McCrea was reputed to be one of the wisest investors and wealthiest actors of his era, although he sometimes joked about his business acumen.

“My first business deal was with my mother,” he once recounted. “I invested in chickens. I sold the eggs to my mother. Then (after she had cooked them) I ate the eggs. That’s an ideal bargain.”

McCrea attributed his financial success largely to the late Times columnist Harry Carr and the late actor-humorist Will Rogers.

Early in his career, when McCrea had a reputation as something of a playboy, Carr wrote privately to the star: “Don’t let yourself slip into a state of mind where you believe that these little screen games of pretend are life. . . . Take all the easy money and save it. Accept what you find in Hollywood that is good and valuable and turn your back on the rest.”

McCrea said that he always tried to act on Carr’s advice. On the advice of Rogers, McCrea invested his Hollywood earnings in a 1,000-acre working cattle ranch near Camarillo in Ventura County. He added to it over the years until he owned 3,000 acres of prime ranchland, which later became prime residential land. At one time, his ranch was producing 200,000 pounds of beef annually. McCrea was active in its management and in riding, roping and branding.

In 1959, according to news reports, he sold 540 acres for $1.2 million, and four years later sold another 1,000 acres for $3 million. He lived on part of his original spread near Camarillo, and had another large ranch near Palos Verdes and two more in New Mexico.

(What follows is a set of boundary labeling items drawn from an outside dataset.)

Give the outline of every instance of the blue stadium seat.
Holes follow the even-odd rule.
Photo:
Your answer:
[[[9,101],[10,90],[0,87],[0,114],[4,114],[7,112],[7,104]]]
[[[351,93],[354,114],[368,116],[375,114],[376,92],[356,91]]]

McCrea served as president of the local school board, chaired the fund-raising committee for the Camarillo Boys Club and donated $35,000 toward a new clubhouse. He also made substantial gifts to local colleges and the Tri-Valley YMCA.

In addition to his wife and son Jody, now a rancher in New Mexico, he is survived by two other sons, David, also a rancher in New Mexico, and Peter, a real estate developer in Los Angeles.

Funeral services in Westlake will be private. The family has asked that any memorial contributions be made to the Conejo Valley YMCA, Camarillo Boys and Girls Club, or Motion Picture and Television Fund.